Nella realtà, a frenare gli entusiasmi ci pensano gli stessi protagonisti del “vantaggio” italiano. Per il momento si riscontra «molto interesse ma ancora poche domande di autorizzazione», ha detto Giovanni Musella di Consob durante il seminario che si è tenuto lo scorso 30 ottobre al Politecnico di Milano “L’Equity crowdfunding in Italia: a che punto siamo?”. In Italia al momento l’unica piattaforma attiva è SiamoSoci, un market place organizzato che permette agli investitori privati di trovare e selezionare aziende. Una sorta di motore di ricerca, quindi, che però non permette di investire direttamente nelle aziende. La situazione dell’equity crowdfunding in Italia presenta infatti due tipologie di operatori: «Da un lato, ci sono le piattaforme che fanno front office e devono essere necessariamente Consob-compliant, ossia consentono di sottoscrivere quote di capitale di rischio direttamente dal sito» spiega Giancarlo Giudici, professore alla School of Management del Politecnico di Milano, «e dall’altro ci sono quelle che fanno back-office, che non lo consentono direttamente». Come, appunto, SiamoSoci. Ma ai nastri di partenza sono ormai diverse piattaforme che permettono l’investimento diretto: il registro dei gestori di portali autorizzati da Consob ha dato il suo primo frutto, appunto, con l’iscrizione della piattaforma “StarsUp”. La delibera d’iscrizione è di due settimane fa: 18 ottobre 2013. E sono in fase di lancio Agis.co, Crowdfundme, Fundera, Opsidea, Startify, Startzai, Unicaseed, We are starting.

Ma per capire meglio la portata di questa rivoluzione finanziaria che comporta una «democratizzazione del rischio dell’imprenditore» è necessario anche vedere i numeri del crowdfunding in Italia. A questo proposito, il Politecnico di Milano ha istituito lo scorso anno il primo osservatorio sul settore nel nostro Paese, con 3.500 progetti seguiti. Suddivisi per nome, tipologia (for profit e social), target capital e altre caratteristiche interne, dal monitoraggio è emerso come il tasso di successo dei progetti sia ancora basso: la raccolta, infatti, resta al di sotto del 5% del target richiesto in circa il 70% delle idee presentate (nello specifico il 67,7% per i for profit e il 71,2% i social). Di conseguenza «i progetti vanno o molto bene o molto male, in tutti i casi è fondamentale raggiungere la massa critica in tempi brevi molto si gioca nella prima settimana», sottolinea Cristina Rossi Lamastra che cura l’Osservatorio.

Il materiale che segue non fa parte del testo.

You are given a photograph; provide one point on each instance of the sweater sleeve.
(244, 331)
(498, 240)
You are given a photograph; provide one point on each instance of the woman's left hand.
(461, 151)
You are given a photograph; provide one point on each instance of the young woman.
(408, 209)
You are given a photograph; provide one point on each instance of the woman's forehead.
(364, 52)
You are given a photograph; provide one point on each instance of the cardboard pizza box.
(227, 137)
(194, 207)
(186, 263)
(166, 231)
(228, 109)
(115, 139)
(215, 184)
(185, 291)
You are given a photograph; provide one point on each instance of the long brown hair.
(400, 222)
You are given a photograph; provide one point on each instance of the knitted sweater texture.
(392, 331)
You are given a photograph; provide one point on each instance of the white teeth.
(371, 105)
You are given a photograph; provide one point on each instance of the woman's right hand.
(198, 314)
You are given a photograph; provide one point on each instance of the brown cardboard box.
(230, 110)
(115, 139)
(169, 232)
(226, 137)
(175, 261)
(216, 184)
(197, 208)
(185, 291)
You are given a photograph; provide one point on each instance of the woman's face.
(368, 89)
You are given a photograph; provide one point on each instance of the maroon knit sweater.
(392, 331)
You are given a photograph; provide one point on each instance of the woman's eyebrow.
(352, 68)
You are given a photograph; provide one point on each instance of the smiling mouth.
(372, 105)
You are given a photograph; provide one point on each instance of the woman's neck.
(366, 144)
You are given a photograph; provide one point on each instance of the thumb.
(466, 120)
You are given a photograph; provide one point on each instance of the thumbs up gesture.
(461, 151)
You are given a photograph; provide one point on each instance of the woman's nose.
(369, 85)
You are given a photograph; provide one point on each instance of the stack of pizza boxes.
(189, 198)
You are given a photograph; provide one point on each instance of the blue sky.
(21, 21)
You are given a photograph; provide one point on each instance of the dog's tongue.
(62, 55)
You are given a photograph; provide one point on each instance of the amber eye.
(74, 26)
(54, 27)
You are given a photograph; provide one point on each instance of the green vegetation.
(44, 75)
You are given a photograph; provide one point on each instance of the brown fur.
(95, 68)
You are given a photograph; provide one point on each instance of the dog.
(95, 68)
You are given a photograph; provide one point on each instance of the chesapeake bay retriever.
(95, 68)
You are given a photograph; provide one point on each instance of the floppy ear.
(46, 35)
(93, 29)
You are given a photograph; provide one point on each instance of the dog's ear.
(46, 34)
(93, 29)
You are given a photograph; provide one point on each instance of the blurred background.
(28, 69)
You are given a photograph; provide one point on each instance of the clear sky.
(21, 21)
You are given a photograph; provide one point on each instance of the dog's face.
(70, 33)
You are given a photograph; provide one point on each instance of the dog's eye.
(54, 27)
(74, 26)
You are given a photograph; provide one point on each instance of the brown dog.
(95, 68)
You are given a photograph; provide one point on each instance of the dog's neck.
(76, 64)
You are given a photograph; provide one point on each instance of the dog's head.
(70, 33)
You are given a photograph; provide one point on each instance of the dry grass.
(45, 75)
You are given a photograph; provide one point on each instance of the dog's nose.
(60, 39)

A rendere possibile l’impresa concorrono diversi fattori tra cui la struttura delle ricompense, la qualità delle informazioni veicolate e il “capitale sociale” dentro e fuori la piattaforma dei singoli player: i contatti, le amicizie, la rete sui social network. L’osservatorio non si limita a monitorare il fenomeno, ma vuole essere una fucina di idee per i passaggi successivi per le imprese che hanno successo con una raccolta di crowdfunding, per esempio con l’istituzione (al momento il policy brief è in preparazione) di «un fondo di co-finanziamento».